From a point on the line $4x-3y=6$ tangents are drawn to the circle $x^2+y^2-6x-4y+4=0$ which make an angle of ${\tan }^{-1}\frac{24}{7}$ between them. Find the co-ordinates of all such points and the equations of tangents.

Answer 1

$2\alpha ={\tan }^{-1}\frac{24}{7}\therefore \frac{2t}{1-t^2}=\frac{24}{7}$
or $24t^2+14t-24=0$
or $(8t-6)(3t+4)=0$
$\therefore t=\tan \alpha =\frac{6}{8}=\frac{3}{4}=\frac{3}{PQ}$
$\therefore PQ=4,CQ=3\therefore PC=5$.
If the co-ordinates of $P$ be $(h,k)$, then
$(h-3{)}^2+(k-2{)}^2=25$
The point $(h,k)$ lies on $4x-3y=6$
$\therefore 4h-3k=6\therefore \frac{4h-6}{3}=k.....\left(2\right)$
Putting in $\left(1\right)$, we get
$(h-3{)}^2+{(\frac{4h-6}{3}-2)}^2=25$
or $(h-3{)}^2[1+\frac{16}{9}]=25\therefore (h-3)=\pm 3$
$\therefore h=6$ or $0\therefore k=6$ or $-2$
Hence the points are $(6,6)$ or $(0,-2)$.

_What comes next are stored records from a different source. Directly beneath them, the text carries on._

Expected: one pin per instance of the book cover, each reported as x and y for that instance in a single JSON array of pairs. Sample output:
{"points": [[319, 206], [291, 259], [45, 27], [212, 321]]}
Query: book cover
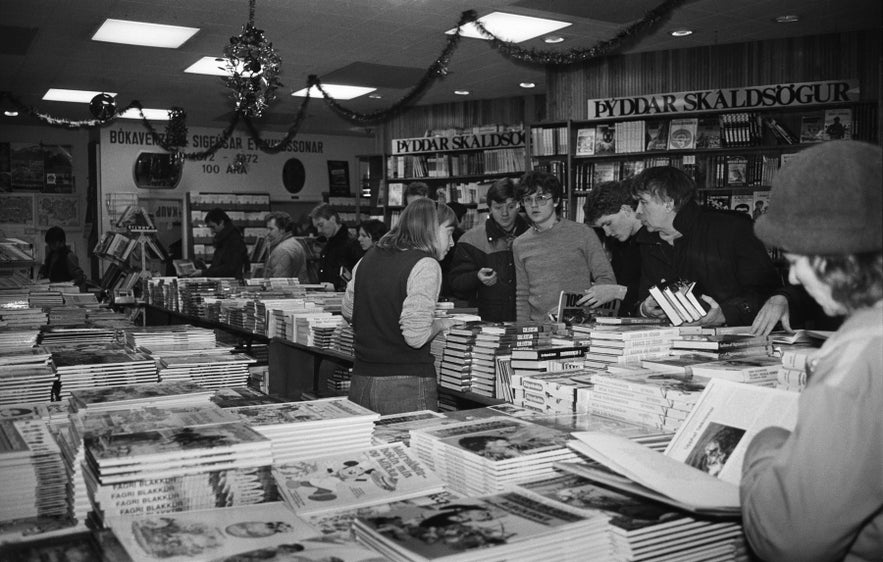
{"points": [[476, 525], [708, 132], [605, 139], [376, 475], [717, 201], [682, 133], [656, 134], [838, 124], [812, 128], [585, 142], [209, 534], [761, 204], [742, 202]]}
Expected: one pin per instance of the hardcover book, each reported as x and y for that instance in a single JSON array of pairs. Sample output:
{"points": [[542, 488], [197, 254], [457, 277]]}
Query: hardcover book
{"points": [[585, 142], [702, 466], [682, 133], [379, 474]]}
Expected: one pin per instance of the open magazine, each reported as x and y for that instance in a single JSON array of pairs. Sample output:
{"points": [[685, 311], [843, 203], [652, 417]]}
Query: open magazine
{"points": [[702, 466]]}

The equation of the tangents are given by
$y-6=m(x-6)$ or $mx-y+6-6m=0$
Apply $p=r$ we get $\frac{3m-2+6-6m}{\sqrt{(m^2+1)}}=3$
$\therefore (4-3m{)}^2=9(m^2+1)$
or $0.m^2+24m-7=0$
$\therefore m=\infty$ or $\frac{7}{24}\therefore x-6=0$
or $7x-24y+102=0$
Similarly, we can find the tangents passing through $(0,-2)$ as $\frac{y+2}{x}=\infty$ or $\frac{7}{24}$ i.e. $x=0$ or $7x-24y-48=0$
Note : The tangents from a point can also be obtained by using $S{S}_1=T^2$.